Within the T helper lymphocyte compartment throughout exercise no significant differences occurred regarding the subsets of Th1, Th2, Th1/Th17 and regulatory T lymphocytes comparing patients with IPAH and healthy subjects (Figs. 4 and 5). Exercise, however, caused a relative reduction of Th17 lymphocytes in patients with IPAH, but not in healthy subjects (p = 0.049; one-way rANOVA; Fig. 4). However, the differences appeared to be very small with significant overlap in standard deviation and no differences were observed in regard of absolute numbers of Th17 cells (Fig. 4).
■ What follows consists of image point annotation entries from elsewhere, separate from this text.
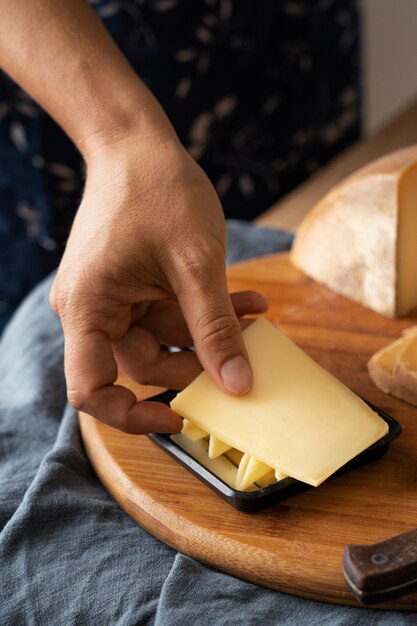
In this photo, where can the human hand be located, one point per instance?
(145, 265)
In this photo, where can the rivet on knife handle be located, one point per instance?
(382, 571)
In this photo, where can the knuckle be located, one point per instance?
(77, 399)
(222, 330)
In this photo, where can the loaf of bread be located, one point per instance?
(394, 368)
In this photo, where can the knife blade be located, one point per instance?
(382, 571)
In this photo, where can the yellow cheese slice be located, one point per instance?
(234, 456)
(250, 470)
(221, 466)
(297, 418)
(267, 479)
(217, 447)
(360, 239)
(192, 431)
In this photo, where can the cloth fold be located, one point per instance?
(69, 555)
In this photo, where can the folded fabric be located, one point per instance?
(69, 555)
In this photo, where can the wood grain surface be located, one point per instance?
(295, 546)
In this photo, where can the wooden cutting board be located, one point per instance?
(295, 546)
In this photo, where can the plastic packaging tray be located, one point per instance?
(251, 501)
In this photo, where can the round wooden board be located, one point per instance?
(295, 546)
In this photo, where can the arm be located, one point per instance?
(147, 247)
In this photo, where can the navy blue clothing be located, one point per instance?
(261, 94)
(69, 555)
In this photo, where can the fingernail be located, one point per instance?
(236, 375)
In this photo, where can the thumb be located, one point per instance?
(208, 310)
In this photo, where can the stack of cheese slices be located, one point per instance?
(298, 420)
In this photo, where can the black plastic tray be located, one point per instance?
(250, 501)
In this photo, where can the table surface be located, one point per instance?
(288, 212)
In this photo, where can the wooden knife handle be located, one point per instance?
(382, 571)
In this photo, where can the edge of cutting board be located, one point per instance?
(295, 546)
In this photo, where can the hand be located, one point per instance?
(145, 264)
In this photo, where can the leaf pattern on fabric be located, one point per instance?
(260, 93)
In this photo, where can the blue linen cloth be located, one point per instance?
(69, 555)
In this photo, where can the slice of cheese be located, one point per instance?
(217, 447)
(192, 431)
(250, 470)
(394, 368)
(359, 240)
(297, 418)
(221, 466)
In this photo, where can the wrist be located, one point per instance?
(138, 120)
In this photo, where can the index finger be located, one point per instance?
(91, 371)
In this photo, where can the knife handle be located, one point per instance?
(382, 571)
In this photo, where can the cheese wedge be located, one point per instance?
(394, 368)
(360, 239)
(297, 418)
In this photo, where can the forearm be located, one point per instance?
(61, 54)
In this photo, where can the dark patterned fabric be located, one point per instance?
(260, 93)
Exercise caused a sustained reduction of the IL-6 level in patients with IPAH but not in healthy subjects (p = 0.022; one-way rANOVA; Fig. 6a). Since healthy subjects showed only a marginal increase in IL-6 following exercise, two-way rANOVA revealed that the level of IL-6 significantly depended on IPAH (p = 0.009), but not on relation to exercise (p = 0.094). In addition, the immediate and 1 h lasting reduction of the IL-6 level correlated significantly with the peak VO₂/kg in patients with IPAH (p = 0.022 and p = 0.025; Fig. 7). Furthermore, exercise caused a reduction of the IL-1-beta level in patients with IPAH but not healthy subjects (p = 0.022; one-way rANOVA; Fig. 6e). Herein, two-way rANOVA revealed no significant dependence. The change of IL-6 and IL-1-beta was not significantly related to the time to exhaustion in the CPET and findings were not influenced by change in hemoconcentration (data not shown). Exercise did not influence differently the level of TNF-alpha, IL-1ra, IL-12p70, IL-13 or IL-10 in patients with IPAH as compared to healthy subjects (Fig. 6). The cytokines IL-17 and IL-2 were detectable in only 1 out of 16 patients with IPAH, respectively.